OLMSTEDVILLE - That summer staple, lemonade, is easy to find all season long, but 11-year-old Meghan Dunkley is selling her lemonade with a side of charity. She'll run her fundraising lemonade stand for a fifth year at Sullivan's Store during Minerva Day festivities Saturday, July 2.
Dunkley said the stand can get busy and work can be hot, but "I like knowing that I'm helping."
When Dunkley was 6, her grandmother, Darlene Kelly, was diagnosed with ovarian cancer. Though Kelly was treated successfully, the struggle left a lasting impression on the citrus-selling schoolgirl.
"I think it was a scary thing for somebody 6 years old to see her grandmother sick and losing her hair," Kelly said.
With chemotherapy and surgery to battle the cancerous cells, Kelly shaved her head. In a sign of their close relationship, Dunkley was right with her grandmother, helping out with a tough moment in a tough time.
These difficulties got Dunkley and her grandmother thinking, of all things, about lemonade.
At Sullivan's, a brand of lemonade called Alex's was sold. On its label was the story of a young girl diagnosed with cancer before her first birthday, who started selling lemonade at age 4 to benefit childhood cancer research.
Dealing with cancer was so tough for her and her granddaughter, said Kelly, that the idea of children going through such hardships made them want to do whatever they could to help.
So Dunkley launched her own stand in 2006. She runs the stand on Minerva Day, because "that's the busiest day here"
For her first couple years, Dunkley used a table for her stand. But soon, her family all pitched in to make a dedicated stand. Her grandfather, Tom Kelly, built from plans for an easy to build and break down stand that her mother, Caroline Kelly, found. Her brother, Riley, helped paint the stand with bright colors their grandfather had handy.
Her family also helps out by making cookies and brownies for the effort. Two years ago, Dunkley's mother made chocolate chip cookies that sold so fast, she had to run back home and make another batch.
She's had help staffing the stand from her fourth-grader brother, a cousin and a Fresh Air kid.
Dunkley's mother said she's very proud of her daughter, and her grandmother added, "It's nice to be dedicated to something like this that helps other people."

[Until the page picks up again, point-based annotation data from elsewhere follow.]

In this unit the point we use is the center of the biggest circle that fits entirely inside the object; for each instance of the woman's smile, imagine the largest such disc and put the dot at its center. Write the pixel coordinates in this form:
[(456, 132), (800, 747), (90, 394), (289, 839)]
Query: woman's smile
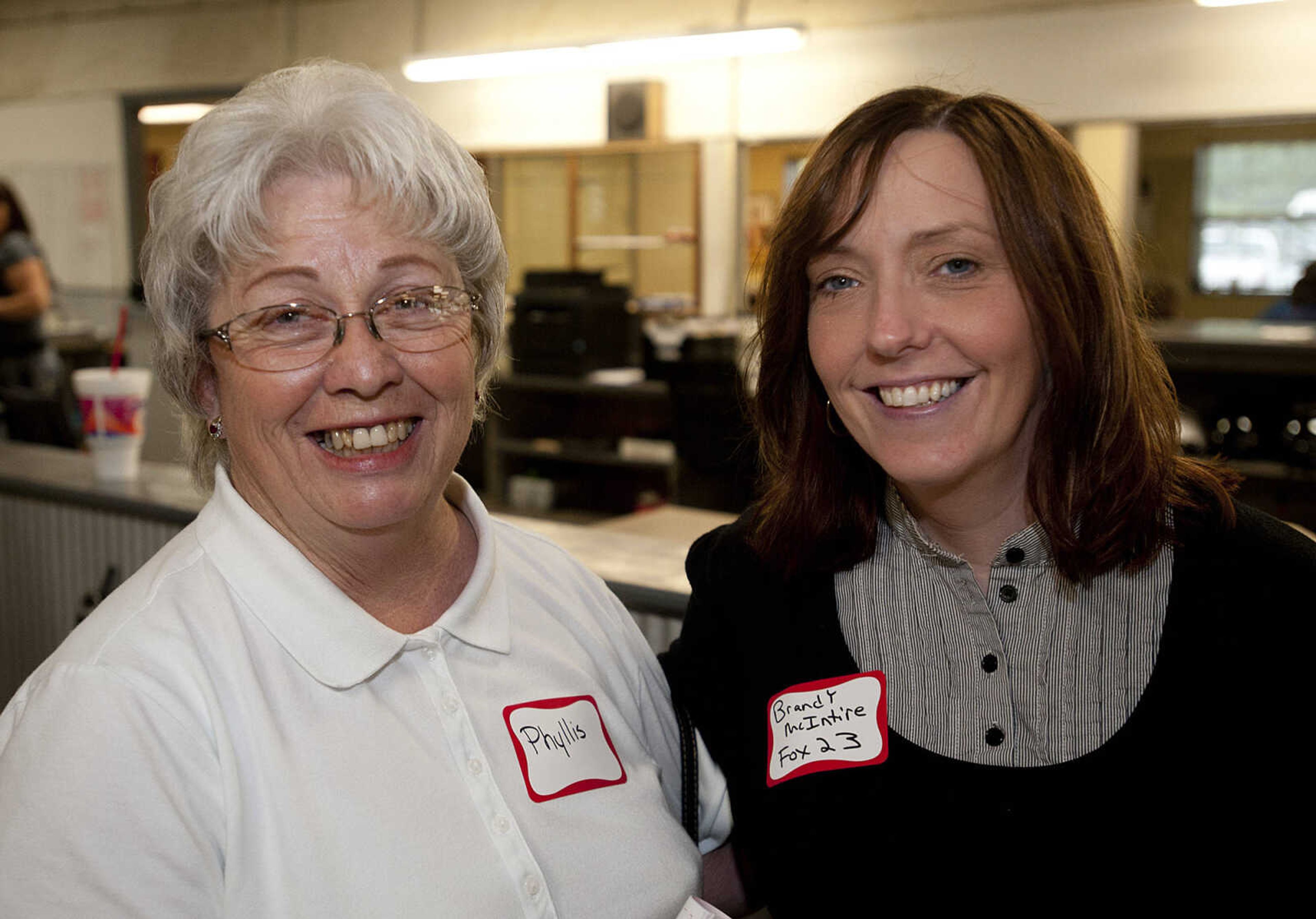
[(919, 395), (353, 441)]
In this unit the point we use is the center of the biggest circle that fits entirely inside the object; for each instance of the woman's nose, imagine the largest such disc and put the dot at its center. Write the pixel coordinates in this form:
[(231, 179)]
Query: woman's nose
[(360, 362), (898, 321)]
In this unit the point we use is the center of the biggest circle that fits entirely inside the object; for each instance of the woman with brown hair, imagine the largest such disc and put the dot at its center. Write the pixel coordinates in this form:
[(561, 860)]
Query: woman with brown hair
[(985, 617)]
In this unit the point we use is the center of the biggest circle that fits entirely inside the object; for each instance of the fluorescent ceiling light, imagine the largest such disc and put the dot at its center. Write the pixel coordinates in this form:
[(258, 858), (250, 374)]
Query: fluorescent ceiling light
[(1231, 3), (605, 54), (178, 114)]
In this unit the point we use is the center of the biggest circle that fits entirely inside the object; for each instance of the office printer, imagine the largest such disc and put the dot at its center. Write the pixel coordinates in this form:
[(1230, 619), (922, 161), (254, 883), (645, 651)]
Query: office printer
[(570, 323)]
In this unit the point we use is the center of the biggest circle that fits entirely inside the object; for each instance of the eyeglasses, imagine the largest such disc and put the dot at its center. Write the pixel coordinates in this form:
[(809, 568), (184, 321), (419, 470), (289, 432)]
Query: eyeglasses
[(294, 336)]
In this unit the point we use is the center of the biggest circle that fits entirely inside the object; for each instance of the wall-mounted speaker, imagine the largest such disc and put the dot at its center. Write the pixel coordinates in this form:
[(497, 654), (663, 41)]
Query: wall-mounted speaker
[(635, 111)]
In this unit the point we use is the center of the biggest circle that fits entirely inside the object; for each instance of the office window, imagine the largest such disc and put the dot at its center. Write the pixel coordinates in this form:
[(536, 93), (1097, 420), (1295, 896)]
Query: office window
[(1256, 215)]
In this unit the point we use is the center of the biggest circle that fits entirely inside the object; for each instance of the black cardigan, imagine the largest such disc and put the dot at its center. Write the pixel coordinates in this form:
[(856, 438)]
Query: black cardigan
[(1199, 788)]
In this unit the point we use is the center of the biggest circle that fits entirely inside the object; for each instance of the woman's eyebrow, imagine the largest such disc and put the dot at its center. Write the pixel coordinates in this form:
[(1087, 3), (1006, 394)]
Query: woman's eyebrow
[(939, 233), (290, 271)]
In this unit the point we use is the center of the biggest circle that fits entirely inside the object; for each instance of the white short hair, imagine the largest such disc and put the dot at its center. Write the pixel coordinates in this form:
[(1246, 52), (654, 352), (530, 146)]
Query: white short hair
[(315, 119)]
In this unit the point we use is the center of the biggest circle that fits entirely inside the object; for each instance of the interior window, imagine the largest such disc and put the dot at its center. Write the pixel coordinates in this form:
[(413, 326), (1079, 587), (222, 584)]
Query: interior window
[(1256, 215)]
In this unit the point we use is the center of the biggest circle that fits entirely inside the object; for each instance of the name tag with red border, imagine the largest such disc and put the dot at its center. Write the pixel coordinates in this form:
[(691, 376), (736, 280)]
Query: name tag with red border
[(562, 746), (835, 724)]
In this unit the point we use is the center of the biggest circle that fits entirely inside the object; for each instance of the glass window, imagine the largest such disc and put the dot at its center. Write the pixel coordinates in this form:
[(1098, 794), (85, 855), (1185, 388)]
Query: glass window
[(1256, 215)]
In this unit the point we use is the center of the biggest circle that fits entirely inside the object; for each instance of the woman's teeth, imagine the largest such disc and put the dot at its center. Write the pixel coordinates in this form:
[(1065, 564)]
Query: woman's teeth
[(926, 394), (378, 439)]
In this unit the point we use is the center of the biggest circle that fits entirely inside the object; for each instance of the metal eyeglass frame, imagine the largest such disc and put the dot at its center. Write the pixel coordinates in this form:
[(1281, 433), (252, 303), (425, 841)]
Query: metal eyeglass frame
[(222, 332)]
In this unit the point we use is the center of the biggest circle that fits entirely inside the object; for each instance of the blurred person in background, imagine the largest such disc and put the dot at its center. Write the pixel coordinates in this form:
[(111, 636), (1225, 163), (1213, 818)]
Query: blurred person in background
[(35, 390), (987, 638), (1300, 306), (344, 690)]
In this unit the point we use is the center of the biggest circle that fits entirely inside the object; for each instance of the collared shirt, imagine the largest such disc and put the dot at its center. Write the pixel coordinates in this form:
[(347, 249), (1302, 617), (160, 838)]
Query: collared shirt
[(1035, 672), (231, 735)]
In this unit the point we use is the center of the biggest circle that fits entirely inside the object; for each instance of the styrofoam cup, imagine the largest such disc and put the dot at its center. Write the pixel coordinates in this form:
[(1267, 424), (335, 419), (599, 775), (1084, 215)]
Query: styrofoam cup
[(114, 411)]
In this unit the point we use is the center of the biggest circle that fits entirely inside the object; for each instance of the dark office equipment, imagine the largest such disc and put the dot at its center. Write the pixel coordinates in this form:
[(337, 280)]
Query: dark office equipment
[(570, 323), (716, 449)]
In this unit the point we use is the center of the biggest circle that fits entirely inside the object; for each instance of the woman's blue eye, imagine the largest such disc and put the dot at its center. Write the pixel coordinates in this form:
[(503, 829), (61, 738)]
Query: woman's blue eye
[(835, 283)]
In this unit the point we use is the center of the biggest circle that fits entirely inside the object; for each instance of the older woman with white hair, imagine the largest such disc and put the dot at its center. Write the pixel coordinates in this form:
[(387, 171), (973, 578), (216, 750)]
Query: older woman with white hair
[(344, 690)]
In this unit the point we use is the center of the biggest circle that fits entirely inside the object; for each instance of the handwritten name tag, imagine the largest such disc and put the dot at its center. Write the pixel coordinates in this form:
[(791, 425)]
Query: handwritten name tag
[(562, 746), (836, 724)]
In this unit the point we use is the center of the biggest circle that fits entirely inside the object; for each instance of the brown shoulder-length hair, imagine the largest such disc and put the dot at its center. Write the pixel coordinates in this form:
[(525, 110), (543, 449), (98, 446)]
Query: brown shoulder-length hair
[(1106, 463)]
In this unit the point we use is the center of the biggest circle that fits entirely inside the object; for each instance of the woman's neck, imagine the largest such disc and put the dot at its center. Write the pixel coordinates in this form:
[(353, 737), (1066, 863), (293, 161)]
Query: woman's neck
[(406, 575), (973, 526)]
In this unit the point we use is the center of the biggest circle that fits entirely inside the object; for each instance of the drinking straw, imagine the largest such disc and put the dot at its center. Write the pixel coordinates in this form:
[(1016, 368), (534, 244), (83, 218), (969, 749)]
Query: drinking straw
[(116, 356)]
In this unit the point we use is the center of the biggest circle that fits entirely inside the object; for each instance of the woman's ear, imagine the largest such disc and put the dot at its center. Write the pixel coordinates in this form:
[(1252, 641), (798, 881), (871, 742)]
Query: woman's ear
[(206, 391)]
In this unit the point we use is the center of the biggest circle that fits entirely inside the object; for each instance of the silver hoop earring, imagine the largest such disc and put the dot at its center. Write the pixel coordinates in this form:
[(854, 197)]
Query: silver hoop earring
[(827, 414)]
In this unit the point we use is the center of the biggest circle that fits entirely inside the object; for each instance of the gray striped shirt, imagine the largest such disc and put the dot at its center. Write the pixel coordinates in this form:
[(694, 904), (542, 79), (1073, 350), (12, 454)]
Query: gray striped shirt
[(1036, 672)]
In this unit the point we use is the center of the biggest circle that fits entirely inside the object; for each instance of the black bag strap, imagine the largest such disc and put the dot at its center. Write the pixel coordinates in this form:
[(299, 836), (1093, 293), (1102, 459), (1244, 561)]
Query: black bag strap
[(689, 773)]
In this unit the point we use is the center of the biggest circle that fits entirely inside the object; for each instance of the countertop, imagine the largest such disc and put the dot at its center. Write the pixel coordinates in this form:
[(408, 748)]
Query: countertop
[(642, 555)]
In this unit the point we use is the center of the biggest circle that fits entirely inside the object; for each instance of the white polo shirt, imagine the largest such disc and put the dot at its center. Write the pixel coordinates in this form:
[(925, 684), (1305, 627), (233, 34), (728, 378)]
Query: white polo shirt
[(231, 735)]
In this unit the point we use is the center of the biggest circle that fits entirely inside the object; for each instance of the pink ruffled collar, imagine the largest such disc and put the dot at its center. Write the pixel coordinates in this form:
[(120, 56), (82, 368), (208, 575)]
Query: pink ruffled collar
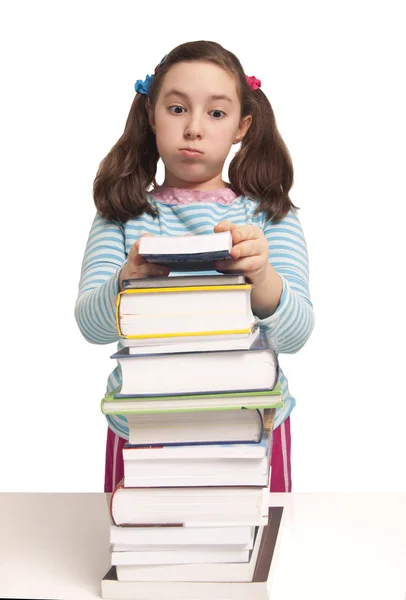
[(171, 195)]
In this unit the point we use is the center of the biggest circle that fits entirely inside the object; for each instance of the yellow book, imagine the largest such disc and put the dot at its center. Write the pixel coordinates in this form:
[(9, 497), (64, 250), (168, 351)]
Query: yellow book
[(184, 311)]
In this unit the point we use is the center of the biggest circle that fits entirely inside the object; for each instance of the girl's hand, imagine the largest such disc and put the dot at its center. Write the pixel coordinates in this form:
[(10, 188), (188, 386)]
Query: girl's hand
[(137, 267), (249, 251)]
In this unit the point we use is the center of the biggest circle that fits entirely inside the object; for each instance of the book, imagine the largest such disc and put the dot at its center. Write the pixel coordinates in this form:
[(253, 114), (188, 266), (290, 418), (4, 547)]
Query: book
[(255, 369), (187, 252), (217, 341), (195, 427), (181, 535), (115, 402), (178, 311), (257, 588), (195, 343), (187, 467), (179, 556), (183, 281), (191, 506)]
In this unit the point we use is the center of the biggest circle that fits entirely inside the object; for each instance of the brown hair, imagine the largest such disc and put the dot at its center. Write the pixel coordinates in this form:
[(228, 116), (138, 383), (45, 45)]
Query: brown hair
[(262, 168)]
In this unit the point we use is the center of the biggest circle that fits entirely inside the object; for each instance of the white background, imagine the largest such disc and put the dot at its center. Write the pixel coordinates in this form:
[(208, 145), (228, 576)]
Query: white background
[(334, 75)]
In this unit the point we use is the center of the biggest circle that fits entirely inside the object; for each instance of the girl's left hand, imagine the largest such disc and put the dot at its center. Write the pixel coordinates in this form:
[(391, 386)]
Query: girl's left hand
[(249, 251)]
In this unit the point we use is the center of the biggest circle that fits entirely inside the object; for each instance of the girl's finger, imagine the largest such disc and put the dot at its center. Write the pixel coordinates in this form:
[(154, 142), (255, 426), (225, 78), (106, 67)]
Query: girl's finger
[(224, 226), (245, 232), (243, 265), (245, 248)]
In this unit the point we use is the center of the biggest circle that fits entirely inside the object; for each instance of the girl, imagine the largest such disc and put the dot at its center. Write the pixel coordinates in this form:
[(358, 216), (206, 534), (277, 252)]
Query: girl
[(189, 113)]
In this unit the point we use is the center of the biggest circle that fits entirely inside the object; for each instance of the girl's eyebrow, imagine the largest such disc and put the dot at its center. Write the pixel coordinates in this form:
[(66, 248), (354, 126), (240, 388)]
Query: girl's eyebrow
[(186, 97)]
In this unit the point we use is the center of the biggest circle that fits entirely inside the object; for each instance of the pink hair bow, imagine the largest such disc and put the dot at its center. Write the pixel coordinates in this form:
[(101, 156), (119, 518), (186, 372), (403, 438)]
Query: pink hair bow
[(253, 82)]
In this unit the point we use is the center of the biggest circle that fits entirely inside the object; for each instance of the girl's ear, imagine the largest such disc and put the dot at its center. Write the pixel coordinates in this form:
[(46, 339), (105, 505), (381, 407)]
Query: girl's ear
[(151, 116), (243, 127)]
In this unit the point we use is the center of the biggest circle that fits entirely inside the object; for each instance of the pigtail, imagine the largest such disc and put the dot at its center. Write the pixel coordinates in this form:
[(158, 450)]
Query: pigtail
[(262, 168), (124, 175)]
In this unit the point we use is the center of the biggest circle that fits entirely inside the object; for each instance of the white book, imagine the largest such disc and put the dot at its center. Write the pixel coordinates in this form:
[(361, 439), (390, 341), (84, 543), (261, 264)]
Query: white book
[(179, 547), (193, 343), (258, 587), (182, 536), (196, 467), (180, 324), (190, 506), (191, 480), (185, 244), (166, 302), (238, 571), (179, 557), (199, 372), (191, 452)]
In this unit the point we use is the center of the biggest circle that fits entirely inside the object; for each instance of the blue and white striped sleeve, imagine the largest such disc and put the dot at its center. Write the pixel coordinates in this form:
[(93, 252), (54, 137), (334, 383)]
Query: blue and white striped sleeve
[(98, 287), (290, 326)]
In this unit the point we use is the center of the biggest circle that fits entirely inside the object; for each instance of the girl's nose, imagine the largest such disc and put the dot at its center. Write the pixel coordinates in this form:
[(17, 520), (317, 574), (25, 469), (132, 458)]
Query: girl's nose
[(194, 129)]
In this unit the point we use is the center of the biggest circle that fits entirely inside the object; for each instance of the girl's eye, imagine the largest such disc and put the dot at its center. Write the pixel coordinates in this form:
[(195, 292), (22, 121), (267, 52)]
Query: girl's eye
[(218, 114), (174, 109)]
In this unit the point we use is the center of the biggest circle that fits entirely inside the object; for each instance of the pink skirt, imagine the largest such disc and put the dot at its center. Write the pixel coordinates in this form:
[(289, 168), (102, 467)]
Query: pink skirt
[(281, 480)]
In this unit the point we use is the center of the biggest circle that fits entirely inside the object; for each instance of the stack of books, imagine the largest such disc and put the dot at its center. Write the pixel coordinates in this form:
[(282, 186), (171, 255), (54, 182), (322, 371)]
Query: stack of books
[(199, 390)]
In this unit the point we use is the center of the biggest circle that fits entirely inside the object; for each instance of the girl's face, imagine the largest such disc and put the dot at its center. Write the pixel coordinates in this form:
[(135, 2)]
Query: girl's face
[(196, 120)]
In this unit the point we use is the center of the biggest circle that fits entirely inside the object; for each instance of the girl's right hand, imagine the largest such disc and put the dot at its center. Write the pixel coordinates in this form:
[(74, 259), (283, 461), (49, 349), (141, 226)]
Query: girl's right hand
[(137, 267)]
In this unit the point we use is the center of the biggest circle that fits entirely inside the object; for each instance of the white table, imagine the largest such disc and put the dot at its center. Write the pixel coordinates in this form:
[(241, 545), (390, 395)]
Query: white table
[(333, 546)]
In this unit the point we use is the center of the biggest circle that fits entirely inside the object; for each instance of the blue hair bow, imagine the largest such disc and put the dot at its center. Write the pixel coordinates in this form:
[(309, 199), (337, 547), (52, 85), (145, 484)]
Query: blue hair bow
[(143, 87)]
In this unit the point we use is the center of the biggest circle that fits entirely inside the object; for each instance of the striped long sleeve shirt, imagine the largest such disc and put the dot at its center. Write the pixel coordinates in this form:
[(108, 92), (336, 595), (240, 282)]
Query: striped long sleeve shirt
[(106, 253)]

The family no longer has a supplier for Alex's Lemonade, so they make do with canned lemonade but still forward their earnings to the foundation.
This year, the foundation sent pledge sheets that are available at Sullivan's. When a donation is made, the contributor can put their name on the sheet for display in store with other charitable souls.
The stand will run from 8 a.m. to noon. Their goal last year was $500, just like this year, and they hit $400, with a couple dollars kicked in by her mother to make it a nice round number.
Her great aunt got her started with a $50 donation, and web donations can be made at www.alexslemonade.org/mypage/74022.